Submitted by Terry Hearity
  1. What's the difference between a hippo and a zippo? One is really heavy and the other is a little lighter.
  2. I saw an ad for burial plots, and I thought: “That’s the last thing I need!
  3. Two windmills are standing in a wind farm. One asks, “What’s your favourite kind of music?” The other says, “I’m a big metal fan.
  4. I wasn’t originally going to get a brain transplant, but then I changed my mind.
  5. I have a few jokes about unemployed people, but none of them work.
  6. How do you make holy water? You boil the hell out of it.
  7. I tried to sue the airline for losing my luggage. I lost my case.
  8. When everything is coming your way, you’re in the wrong lane.
  9. How does an attorney sleep? First he lies on one side, then he lies on the other side.
From the Indian Hills Community Centre via Terry Ball
  1. Water is heavier than butane because butane is a lighter liquid.
  2. If you have to wear both a mask and glasses, then you may be entitled to condensation.

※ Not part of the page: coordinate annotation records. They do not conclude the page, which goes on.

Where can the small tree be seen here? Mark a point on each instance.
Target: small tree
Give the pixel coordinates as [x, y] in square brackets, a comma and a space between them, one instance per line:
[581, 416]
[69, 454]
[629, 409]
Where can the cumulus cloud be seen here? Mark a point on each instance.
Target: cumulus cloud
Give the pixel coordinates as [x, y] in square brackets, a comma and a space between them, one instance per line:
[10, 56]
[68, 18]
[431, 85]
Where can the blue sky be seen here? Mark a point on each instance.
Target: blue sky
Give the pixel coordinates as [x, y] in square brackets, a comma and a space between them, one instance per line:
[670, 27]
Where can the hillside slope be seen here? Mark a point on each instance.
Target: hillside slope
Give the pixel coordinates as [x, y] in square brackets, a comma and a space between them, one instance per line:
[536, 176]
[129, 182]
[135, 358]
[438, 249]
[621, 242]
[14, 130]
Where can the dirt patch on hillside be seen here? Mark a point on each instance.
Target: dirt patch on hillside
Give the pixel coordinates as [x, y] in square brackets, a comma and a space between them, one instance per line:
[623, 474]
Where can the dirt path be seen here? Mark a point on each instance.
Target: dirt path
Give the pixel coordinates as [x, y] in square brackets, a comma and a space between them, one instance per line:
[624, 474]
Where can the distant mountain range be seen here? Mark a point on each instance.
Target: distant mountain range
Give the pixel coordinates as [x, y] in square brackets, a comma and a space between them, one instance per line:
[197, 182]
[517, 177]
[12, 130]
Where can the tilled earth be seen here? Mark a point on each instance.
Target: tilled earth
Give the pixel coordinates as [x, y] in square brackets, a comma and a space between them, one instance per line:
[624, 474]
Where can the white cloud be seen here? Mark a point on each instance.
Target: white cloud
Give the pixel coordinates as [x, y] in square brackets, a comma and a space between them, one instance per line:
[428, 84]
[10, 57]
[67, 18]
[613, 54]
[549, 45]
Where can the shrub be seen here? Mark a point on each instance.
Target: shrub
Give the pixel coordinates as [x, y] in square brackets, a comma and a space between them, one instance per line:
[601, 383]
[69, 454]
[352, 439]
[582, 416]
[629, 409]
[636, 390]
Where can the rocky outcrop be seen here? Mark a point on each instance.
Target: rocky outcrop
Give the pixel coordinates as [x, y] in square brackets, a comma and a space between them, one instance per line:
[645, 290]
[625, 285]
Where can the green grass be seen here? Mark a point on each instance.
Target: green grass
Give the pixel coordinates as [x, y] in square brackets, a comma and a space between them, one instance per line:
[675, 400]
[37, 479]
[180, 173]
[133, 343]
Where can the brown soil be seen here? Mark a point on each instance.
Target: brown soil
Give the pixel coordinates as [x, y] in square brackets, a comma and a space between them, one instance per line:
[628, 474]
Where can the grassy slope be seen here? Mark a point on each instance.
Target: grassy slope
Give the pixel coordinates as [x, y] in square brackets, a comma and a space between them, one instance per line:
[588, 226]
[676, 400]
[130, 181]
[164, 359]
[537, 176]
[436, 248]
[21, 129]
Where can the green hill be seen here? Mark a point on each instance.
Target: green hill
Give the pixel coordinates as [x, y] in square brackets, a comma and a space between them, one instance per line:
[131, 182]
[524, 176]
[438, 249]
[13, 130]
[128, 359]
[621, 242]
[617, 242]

  3. When you teach a wolf to meditate, he becomes aware wolf.
  4. I’m going to start collecting highlighters. Mark my words!
From a Welsh Church newsletter via John Baird
  1. Those who jump off a bridge in Paris are in Seine.
  2. When two egotists meet, it’s an I for an I.
  3. A bicycle can't stand on its own because it is two tired.
  4. Every calendar's days are numbered.
  5. Santa's helpers are subordinate clauses.
  6. A man's home is his castle, in a manor of speaking.
  7. A boiled egg in the morning is hard to beat.
  8. When you ask me what I am doing today, and I say "nothing," it does not mean I am free. It means that I am doing nothing.
  9. Once you've seen one shopping centre, you've seen a mall.
  10. Reading while sunbathing makes you well red.
  11. And the Lord said unto John, "Come forth and you will receive eternal life." But John came fifth and won a toaster.
  12. I tried to catch fog yesterday. Mist.
  13. I, for one, like Roman numerals.
  14. You don’t need a parachute to go skydiving. You need a parachute to go skydiving twice.
  15. You can never lose a homing pigeon – if your homing pigeon doesn't come back, what you've lost is a pigeon.
  16. I have a step ladder because my real ladder left when I was a kid.
  17. Apparently, someone in London gets stabbed every 52 seconds. Poor devil.
  18. My wife accused me of being immature. I told her to get out of my fort.
  19. You know what they say about cliff hangers …
Submitted by others
  1. Andrew Leopold (who composed it himself): I'd give an arm and a leg to be able to run like Usain Bolt.
  2. Lyn Richards: I’m supposed to respect my elders, but now it's getting harder and harder for me to find one.
  3. Martin Winfield: I’d give my right arm to be ambidextrous.